Hello, @Brian Parker ! Moving your VM will address only a small subset of potential causes. Usually performance decreases are due to traffic increases or workload surges on the VM.
Why is my VM suddenly slow?
If your VM isn't performing as expected, the first troubleshooting step is to use Performance Diagnostics to determine what the cause is: https://learn.microsoft.com/en-us/troubleshoot/azure/virtual-machines/windows/performance-diagnostics
- In the Azure portal, select Virtual machines.
- From the list of VM names, select the VM that you want to run diagnostics on.
- In the Help section, select Performance Diagnostics.
- Select Enable Performance Diagnostics
- Select the options to install and run for the tool.
- Agree to the legal terms and accept the privacy policy.

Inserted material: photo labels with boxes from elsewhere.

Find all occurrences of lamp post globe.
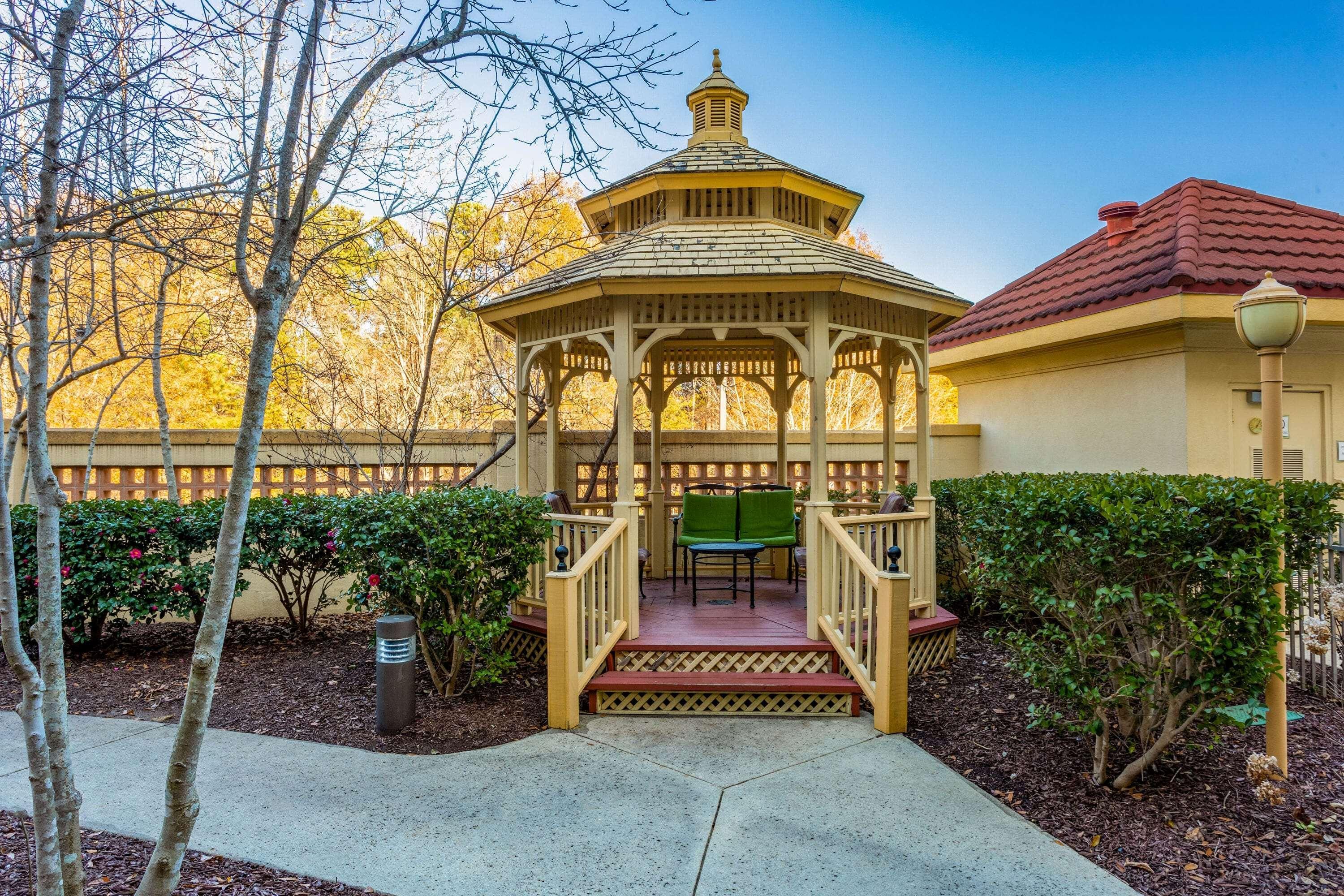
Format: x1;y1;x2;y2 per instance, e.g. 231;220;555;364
1232;271;1306;778
1232;271;1306;351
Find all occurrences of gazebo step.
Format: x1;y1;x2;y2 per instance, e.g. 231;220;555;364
587;672;862;716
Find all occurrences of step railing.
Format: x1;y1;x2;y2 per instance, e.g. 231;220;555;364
808;514;911;735
546;518;637;728
836;512;938;616
513;513;616;614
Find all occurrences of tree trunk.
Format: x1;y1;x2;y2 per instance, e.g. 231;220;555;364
1110;696;1204;790
149;262;181;504
136;303;281;896
582;411;616;502
456;407;546;489
0;427;65;896
1093;709;1110;786
27;0;85;896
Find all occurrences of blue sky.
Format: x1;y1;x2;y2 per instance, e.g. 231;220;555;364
499;0;1344;300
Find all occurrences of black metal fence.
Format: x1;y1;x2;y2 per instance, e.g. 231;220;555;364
1288;525;1344;701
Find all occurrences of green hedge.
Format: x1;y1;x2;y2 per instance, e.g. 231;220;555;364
335;487;551;694
11;500;247;646
934;473;1344;787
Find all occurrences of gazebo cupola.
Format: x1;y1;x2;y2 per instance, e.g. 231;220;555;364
477;45;969;677
685;50;747;146
579;50;863;241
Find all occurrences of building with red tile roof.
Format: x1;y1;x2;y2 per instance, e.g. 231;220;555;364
930;177;1344;479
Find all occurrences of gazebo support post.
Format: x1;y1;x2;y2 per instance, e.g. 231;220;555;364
644;345;668;579
612;296;640;638
546;344;564;491
804;293;833;641
911;340;938;616
878;343;896;494
770;339;792;579
513;349;531;494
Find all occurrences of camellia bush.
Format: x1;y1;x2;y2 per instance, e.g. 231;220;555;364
11;500;246;647
242;493;358;635
962;473;1344;788
335;487;550;696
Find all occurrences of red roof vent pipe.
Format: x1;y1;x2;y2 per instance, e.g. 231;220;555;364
1097;200;1138;246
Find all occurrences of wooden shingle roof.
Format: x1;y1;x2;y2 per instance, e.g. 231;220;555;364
579;140;860;202
493;220;969;305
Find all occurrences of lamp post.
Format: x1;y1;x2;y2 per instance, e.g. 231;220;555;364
1232;271;1306;778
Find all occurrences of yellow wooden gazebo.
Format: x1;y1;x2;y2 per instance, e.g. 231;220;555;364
480;50;969;728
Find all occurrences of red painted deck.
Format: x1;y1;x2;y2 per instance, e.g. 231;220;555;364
513;576;958;650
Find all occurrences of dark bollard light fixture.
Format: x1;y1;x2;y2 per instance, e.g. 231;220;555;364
374;615;415;735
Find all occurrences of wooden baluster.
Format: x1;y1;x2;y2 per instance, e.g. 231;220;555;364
872;573;910;735
546;561;579;731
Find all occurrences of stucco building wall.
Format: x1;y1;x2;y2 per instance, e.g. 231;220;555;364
949;326;1187;473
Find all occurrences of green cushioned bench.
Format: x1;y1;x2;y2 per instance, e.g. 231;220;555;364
672;483;798;591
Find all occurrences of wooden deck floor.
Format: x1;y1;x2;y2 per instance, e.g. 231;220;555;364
513;575;957;650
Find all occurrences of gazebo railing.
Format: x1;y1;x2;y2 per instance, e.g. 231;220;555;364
546;518;636;728
809;516;911;735
835;512;938;615
513;513;616;612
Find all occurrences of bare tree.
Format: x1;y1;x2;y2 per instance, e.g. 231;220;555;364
0;0;237;896
132;0;688;896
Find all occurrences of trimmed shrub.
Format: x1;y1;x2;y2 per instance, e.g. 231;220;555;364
242;493;347;635
336;487;550;696
11;500;246;646
962;473;1344;787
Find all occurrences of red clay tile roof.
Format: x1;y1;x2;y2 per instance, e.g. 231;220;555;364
930;177;1344;351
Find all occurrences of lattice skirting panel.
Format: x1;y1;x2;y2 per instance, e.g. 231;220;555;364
910;626;957;676
614;650;831;672
589;690;855;716
500;629;546;662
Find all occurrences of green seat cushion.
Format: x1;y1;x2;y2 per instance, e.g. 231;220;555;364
738;489;797;548
742;532;798;548
676;534;734;548
677;491;738;545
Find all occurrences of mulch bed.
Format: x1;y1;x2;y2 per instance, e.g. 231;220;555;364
0;612;546;754
0;811;387;896
909;622;1344;896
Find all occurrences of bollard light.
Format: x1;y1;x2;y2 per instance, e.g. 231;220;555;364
374;615;415;735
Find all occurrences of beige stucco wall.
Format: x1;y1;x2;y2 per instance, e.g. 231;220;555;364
1184;318;1344;482
930;294;1344;481
948;326;1187;473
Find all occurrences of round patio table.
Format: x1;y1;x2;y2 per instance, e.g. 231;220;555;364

- Select Apply to apply the selected options and install the tool.
While looking at your diagnostics, keep these common VM performance issues in mind:
- Insufficient VM resources: You may need to increase your VM size (or number of VMs) if your VM is unable to handle workload peaks.
- Disk read/write performance: Confirm that the disk type and VM size you are using match your IOPS requirements and consider increasing your storage disk tier.
- Network and bandwidth: If you have high network throughput requirements, you can test throughput during peak use times. This is shared fairly among VMs using the same hardware and larger VMs are allocated relatively more bandwidth than smaller VMs.